Верная река - [36]
XIV
Пани Рудецкая решила действовать от имени всей семьи и за всю семью. Она принялась за хозяйство. Но все как-то не спорилось, удавалось плохо, валилось из рук. Отношения резко изменились. Люди стали иными и чем ниже гнули спины прежде, тем неприязненней и грубее сделались теперь. Все пропадало, расхищалось почти на глазах. Все шло прахом, все усилия сходили на нет.

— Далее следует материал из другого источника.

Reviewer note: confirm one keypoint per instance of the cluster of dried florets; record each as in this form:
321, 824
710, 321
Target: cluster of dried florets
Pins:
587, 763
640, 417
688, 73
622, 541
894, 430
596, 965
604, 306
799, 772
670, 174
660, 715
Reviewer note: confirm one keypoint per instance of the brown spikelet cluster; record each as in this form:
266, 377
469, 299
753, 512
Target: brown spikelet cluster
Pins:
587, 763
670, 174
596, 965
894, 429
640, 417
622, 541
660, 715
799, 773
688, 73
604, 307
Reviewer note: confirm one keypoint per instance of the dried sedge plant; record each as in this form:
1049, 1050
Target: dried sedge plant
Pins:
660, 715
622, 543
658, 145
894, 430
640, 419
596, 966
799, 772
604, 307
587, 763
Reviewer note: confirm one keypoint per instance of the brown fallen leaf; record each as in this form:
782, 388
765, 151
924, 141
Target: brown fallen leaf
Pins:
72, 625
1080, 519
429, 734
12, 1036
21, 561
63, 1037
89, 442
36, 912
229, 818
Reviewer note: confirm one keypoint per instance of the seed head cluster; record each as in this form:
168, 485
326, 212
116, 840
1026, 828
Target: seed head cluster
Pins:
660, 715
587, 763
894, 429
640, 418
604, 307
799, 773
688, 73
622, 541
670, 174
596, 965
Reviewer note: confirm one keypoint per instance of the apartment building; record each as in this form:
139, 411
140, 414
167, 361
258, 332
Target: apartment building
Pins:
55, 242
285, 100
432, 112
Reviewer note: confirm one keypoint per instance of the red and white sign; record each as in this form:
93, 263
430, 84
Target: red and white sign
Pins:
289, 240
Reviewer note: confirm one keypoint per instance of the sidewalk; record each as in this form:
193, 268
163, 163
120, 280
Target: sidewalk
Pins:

Панне Брыницкой, как самой молодой и здоровой, пришлось взвалить себе на плечи львиную долю работы. И вот она не высыпалась теперь и почти ничего не ела. Беспокойство о больном князе превратилось в состояние непрерывного отчаяния, всегда скрываемого за шутками и веселостью, чтобы не возбудить подозрений. Сон ее превратился в полузабытье-полуявь, знакомую лишь влюбленным женщинам. Одно ухо внимало потустороннему миру сонных грез, другое чутко прислушивалось к дыханию больного, улавливая малейший шорох. Мысль рассеивается, взмывает ввысь и, носясь над землей, вместе с тем продолжает непрестанно наблюдать и рассуждать о ходе болезни.
Прохождение и нашествия войск стали теперь не так часты, потому что повстанцы, укрывшиеся в лесах, отвлекали противника от населенных мест. Кроме того, главные действия партизан переместились в другие края.

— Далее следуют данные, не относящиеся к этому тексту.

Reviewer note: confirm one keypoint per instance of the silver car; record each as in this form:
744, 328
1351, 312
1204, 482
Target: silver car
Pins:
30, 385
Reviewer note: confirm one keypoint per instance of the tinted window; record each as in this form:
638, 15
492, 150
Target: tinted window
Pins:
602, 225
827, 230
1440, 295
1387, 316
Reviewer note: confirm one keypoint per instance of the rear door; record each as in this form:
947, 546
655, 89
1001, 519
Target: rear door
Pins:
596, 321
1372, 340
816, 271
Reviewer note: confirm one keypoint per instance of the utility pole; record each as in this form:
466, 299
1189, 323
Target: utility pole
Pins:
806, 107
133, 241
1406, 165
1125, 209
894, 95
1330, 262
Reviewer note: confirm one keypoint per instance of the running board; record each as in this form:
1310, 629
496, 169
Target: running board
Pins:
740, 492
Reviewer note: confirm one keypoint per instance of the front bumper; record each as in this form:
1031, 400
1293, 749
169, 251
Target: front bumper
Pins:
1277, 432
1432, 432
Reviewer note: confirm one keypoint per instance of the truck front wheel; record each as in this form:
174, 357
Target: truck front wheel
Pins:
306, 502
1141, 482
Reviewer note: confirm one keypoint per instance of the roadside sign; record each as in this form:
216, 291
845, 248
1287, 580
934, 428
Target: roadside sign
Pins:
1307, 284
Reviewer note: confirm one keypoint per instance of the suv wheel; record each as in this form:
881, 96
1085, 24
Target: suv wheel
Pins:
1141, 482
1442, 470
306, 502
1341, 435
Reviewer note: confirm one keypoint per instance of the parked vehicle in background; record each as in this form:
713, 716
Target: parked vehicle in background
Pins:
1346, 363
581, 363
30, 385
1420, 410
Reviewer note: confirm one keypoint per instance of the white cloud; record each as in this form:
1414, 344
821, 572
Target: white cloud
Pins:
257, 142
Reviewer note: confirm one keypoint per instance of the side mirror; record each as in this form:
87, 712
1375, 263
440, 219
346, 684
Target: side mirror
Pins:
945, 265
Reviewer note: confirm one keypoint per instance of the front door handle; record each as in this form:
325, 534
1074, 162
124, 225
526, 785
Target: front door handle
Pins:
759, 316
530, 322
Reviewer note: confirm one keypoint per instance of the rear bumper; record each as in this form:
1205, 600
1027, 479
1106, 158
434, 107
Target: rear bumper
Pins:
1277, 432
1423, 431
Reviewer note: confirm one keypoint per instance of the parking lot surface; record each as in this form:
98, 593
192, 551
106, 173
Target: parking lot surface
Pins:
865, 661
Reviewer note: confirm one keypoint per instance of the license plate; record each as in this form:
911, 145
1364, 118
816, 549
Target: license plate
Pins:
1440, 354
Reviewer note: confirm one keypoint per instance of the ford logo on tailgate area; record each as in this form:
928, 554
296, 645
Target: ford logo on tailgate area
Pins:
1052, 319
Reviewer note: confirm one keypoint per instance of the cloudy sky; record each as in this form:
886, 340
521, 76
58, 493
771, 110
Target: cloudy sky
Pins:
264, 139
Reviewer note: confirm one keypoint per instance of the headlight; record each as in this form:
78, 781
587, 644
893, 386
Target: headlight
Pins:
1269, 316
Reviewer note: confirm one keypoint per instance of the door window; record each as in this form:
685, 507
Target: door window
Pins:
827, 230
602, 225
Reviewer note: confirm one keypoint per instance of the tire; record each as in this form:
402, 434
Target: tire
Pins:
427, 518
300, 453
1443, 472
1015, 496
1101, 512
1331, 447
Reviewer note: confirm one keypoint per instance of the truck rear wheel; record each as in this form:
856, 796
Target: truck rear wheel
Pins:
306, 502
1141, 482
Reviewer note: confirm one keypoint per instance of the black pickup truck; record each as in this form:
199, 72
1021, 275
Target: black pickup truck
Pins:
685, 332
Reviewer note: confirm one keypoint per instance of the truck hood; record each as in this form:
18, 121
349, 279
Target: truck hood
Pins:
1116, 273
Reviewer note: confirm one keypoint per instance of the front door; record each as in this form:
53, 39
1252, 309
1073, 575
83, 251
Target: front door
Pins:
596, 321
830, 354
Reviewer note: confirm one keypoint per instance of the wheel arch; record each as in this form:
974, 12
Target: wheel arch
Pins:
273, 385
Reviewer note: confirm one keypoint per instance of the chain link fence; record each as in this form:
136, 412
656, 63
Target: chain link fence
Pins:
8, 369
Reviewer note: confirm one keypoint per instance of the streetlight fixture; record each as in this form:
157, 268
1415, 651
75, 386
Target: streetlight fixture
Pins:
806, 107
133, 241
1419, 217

Обитательницы старой усадьбы пользовались этим и не покладая рук работали с утра до поздней ночи. Ведь столько надо было сделать! Они громко смеялись и говорили только о веселых вещах, чтобы скрыть свои подлинные чувства, а, впрочем, может быть и для того, чтобы смех пересилил плач, таившийся в сердце. Но это не всегда удавалось.

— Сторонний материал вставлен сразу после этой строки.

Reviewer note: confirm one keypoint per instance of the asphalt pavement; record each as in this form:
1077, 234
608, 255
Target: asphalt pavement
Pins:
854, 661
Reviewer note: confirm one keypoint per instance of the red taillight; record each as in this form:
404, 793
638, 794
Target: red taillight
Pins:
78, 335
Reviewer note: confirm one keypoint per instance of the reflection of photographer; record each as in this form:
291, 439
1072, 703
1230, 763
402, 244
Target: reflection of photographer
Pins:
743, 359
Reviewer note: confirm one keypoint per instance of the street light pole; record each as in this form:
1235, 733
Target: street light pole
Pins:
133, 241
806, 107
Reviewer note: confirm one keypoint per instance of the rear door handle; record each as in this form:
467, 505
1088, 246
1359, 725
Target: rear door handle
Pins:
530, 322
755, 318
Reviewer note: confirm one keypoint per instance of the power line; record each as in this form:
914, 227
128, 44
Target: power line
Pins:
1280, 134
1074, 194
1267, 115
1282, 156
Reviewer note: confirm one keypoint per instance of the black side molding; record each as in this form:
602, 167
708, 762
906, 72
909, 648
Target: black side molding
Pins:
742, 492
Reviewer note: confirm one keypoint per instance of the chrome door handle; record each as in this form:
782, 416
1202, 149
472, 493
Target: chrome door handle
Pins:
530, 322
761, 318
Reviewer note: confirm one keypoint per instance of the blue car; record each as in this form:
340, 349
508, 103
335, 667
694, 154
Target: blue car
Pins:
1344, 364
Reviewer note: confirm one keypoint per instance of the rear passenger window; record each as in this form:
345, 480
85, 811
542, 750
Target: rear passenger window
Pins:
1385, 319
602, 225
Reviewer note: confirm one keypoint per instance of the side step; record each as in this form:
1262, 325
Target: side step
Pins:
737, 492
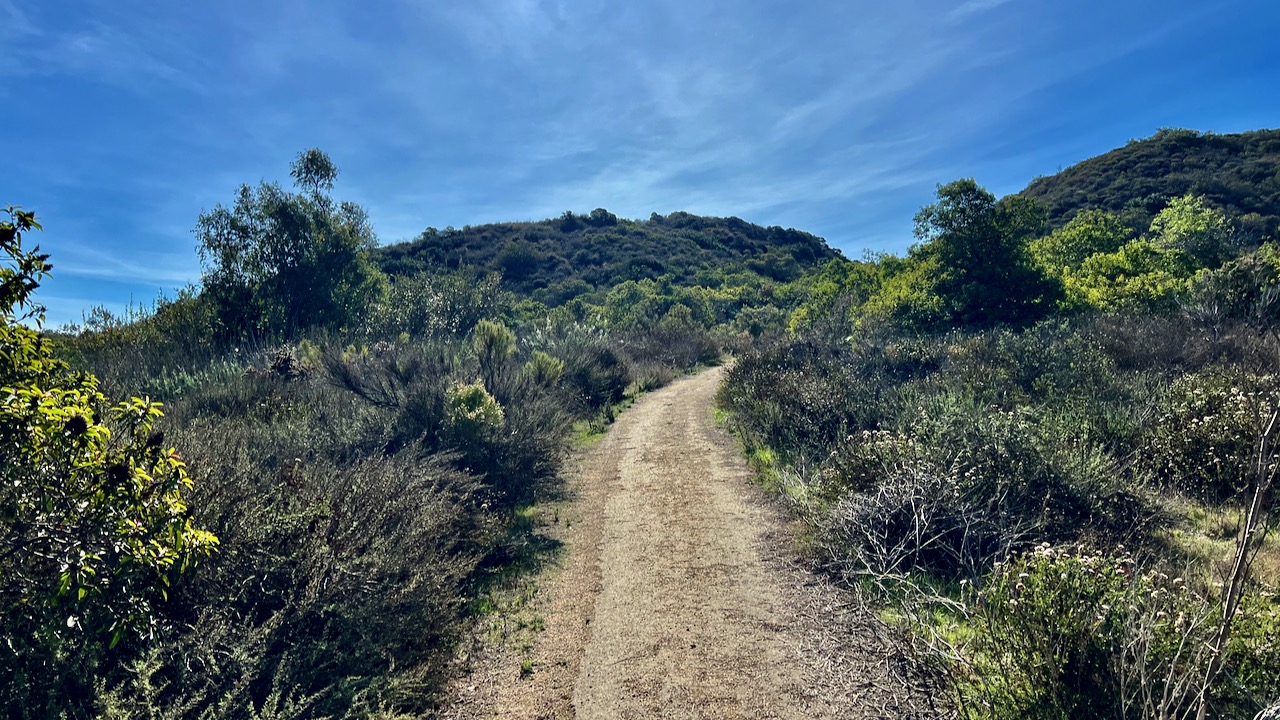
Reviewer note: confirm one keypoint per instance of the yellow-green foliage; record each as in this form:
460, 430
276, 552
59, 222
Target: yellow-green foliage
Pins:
908, 296
1141, 274
1188, 224
94, 520
1088, 233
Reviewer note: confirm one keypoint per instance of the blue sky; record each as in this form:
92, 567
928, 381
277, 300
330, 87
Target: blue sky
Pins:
120, 121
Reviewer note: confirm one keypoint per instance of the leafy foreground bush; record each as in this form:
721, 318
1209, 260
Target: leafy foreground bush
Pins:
94, 524
362, 487
1065, 633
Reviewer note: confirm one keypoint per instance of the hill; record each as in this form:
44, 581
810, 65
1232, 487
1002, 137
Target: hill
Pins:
1237, 173
558, 259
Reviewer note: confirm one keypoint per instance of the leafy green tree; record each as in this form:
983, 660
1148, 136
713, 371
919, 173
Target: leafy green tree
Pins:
1189, 226
1088, 233
979, 246
92, 520
278, 263
1142, 274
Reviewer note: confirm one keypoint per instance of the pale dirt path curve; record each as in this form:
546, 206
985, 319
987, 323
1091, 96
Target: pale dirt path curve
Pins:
676, 597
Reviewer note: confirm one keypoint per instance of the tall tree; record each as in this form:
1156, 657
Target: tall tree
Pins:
279, 261
984, 273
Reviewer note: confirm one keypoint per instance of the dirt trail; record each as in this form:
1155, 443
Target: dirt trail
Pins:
676, 597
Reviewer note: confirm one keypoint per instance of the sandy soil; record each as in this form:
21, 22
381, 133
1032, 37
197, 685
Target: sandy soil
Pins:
677, 595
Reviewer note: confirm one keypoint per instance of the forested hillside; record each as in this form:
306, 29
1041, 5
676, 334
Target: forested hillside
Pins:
1235, 173
1041, 443
574, 255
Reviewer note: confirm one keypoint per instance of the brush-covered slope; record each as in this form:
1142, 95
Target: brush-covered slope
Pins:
1237, 173
558, 259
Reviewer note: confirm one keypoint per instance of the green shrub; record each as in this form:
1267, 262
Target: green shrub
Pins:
1205, 436
472, 413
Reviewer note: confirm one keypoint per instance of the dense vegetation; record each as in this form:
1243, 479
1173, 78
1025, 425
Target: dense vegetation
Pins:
558, 260
1051, 454
1043, 440
1235, 173
336, 481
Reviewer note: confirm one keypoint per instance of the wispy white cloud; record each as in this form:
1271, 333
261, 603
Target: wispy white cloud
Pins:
973, 7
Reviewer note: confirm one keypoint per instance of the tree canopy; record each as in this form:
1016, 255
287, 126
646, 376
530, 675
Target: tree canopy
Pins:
277, 261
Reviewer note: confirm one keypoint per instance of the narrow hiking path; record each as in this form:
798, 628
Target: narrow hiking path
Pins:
676, 596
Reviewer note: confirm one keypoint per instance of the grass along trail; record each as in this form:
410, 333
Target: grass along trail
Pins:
676, 596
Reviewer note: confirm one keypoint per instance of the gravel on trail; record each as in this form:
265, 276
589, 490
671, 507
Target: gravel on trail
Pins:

Однажды в солнечный день в саду проветривали сундуки, наглухо запертые всю зиму. Вынутые вещи обе родственницы развешивали в саду. Они были поглощены работой и от этого им было весело. Но вот пани Рудецкая ушла в дом и долго не возвращалась. И вдруг молодая девушка услышала откуда-то из глубины дома спазматический крик. Бросившись туда, она побежала из комнаты в комнату и в углу столовой – большой комнаты возле кухни – она застала пани Рудецкую, сидящую на полу за шкафом. Несчастная мать нашла в ящике детское платье Гутя, сына, изрубленного на куски в восстании. Схватив старую курточку с золотыми пуговицами, она прижала ее к груди и, сидя на корточках на полу, покачивалась, обезумев от горя. Дикий крик, похожий на крик коршуна, вырывался сквозь ее стиснутые зубы. Когда ее подняли с пола, она открыла глаза, пришла в себя, извинилась за свою несдержанность и снова взялась за работу.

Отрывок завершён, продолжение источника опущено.